8 Jun 2019 - 9:39 p. m.

"Debe haber cátedras de educación sobre drogas sin prejuicios": Sebastián Lanz

Este abogado de la Universidad de los Andes, junto con su hermano Alejandro, fundó Temblores ONG, organización que intervino ante la Corte Constitucional para apoyar la solicitud de que el Código de Policía no pudiera prohibir el consumo de drogas o licor en espacios públicos.

Redacción Judicial

Sebastián Lanz (segundo de der. a izq.) y parte de su equipo de trabajo en Temblores ONG.  / Gustavo Torrijos - El Espectador
Sebastián Lanz (segundo de der. a izq.) y parte de su equipo de trabajo en Temblores ONG. / Gustavo Torrijos - El Espectador

El pasado jueves 6 de junio, la Corte Constitucional tomó una determinación controversial para el país entero: tumbar, dentro del Código de Policía, las prohibiciones al consumo de licor o de sustancias psicoactivas en espacios públicos.
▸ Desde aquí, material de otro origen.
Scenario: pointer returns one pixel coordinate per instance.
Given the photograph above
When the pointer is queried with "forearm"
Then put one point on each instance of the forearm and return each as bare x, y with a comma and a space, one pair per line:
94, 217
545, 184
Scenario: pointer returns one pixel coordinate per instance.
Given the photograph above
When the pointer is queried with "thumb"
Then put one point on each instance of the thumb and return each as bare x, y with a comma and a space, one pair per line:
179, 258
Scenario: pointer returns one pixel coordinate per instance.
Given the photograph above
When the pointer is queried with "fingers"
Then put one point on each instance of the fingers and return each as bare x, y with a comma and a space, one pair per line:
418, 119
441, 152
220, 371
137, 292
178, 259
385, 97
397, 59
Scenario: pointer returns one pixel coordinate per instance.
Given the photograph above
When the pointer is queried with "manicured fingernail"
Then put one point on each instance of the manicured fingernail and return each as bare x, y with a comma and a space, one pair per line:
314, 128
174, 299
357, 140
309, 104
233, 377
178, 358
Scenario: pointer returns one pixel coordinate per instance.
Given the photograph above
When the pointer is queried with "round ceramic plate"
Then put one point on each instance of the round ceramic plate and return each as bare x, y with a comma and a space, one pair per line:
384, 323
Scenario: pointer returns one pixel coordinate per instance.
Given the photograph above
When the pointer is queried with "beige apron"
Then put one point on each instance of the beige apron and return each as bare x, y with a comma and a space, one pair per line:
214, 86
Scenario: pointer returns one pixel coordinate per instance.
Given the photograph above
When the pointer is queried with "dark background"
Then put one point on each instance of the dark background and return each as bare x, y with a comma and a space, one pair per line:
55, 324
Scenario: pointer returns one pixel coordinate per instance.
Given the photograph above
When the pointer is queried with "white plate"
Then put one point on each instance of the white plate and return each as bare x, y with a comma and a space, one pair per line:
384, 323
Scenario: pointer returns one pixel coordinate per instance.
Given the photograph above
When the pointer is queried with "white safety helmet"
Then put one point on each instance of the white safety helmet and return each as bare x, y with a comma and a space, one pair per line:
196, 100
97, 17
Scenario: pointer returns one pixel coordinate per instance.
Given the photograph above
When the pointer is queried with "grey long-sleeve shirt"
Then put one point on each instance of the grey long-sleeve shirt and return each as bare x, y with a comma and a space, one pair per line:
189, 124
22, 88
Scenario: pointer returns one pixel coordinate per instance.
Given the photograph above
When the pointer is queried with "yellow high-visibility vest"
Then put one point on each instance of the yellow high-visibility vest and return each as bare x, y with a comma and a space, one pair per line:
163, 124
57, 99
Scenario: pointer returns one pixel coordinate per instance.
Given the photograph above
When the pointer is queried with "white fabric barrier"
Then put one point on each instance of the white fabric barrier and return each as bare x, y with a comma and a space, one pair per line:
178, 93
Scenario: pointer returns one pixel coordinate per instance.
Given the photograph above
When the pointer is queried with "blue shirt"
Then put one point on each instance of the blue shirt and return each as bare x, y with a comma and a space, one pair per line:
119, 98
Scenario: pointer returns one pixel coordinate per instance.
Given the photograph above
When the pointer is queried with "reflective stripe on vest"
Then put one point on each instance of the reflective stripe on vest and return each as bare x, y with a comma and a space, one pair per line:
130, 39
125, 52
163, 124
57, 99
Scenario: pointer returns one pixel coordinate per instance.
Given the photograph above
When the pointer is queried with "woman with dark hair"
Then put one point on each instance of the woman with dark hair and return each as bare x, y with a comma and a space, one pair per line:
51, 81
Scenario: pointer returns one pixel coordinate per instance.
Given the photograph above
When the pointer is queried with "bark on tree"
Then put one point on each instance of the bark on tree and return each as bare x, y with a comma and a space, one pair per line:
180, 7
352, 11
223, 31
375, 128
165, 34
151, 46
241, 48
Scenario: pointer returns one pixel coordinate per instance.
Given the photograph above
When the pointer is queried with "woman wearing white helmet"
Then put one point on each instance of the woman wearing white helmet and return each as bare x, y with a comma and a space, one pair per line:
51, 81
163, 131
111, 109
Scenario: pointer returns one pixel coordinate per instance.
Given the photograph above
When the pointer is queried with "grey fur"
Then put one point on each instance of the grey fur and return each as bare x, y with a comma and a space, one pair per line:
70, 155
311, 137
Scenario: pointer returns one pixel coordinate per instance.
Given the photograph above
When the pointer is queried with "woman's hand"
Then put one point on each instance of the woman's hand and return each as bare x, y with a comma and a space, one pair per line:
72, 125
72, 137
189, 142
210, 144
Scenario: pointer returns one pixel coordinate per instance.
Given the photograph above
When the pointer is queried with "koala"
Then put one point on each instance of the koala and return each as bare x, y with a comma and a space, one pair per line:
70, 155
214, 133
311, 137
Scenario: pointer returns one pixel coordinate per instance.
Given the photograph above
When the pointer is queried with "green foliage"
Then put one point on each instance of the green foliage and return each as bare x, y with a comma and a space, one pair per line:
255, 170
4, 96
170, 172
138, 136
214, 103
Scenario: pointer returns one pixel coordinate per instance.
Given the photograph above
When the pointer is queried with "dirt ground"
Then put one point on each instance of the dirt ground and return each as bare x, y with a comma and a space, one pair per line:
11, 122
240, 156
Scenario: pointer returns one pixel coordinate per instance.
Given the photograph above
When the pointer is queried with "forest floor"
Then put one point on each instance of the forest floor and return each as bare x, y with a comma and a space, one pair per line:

Para la Corte, "la prohibición amplia y genérica impuesta por el Código Nacional de Policía y Convivencia no es razonable constitucionalmente, pues a pesar de buscar un fin que es imperioso (la tranquilidad y las relaciones respetuosas) lo hace a través de un medio que no está dirigido a alcanzar dicho fin". El presidente Iván Duque señaló, de inmediato, que mantendría en pie el decreto que autorizó a la Policía a incautar dosis mínimas, mientras alcaldes de varias ciudades rechazaban la decisión arguyendo que los niños quedaban desprotegidos. 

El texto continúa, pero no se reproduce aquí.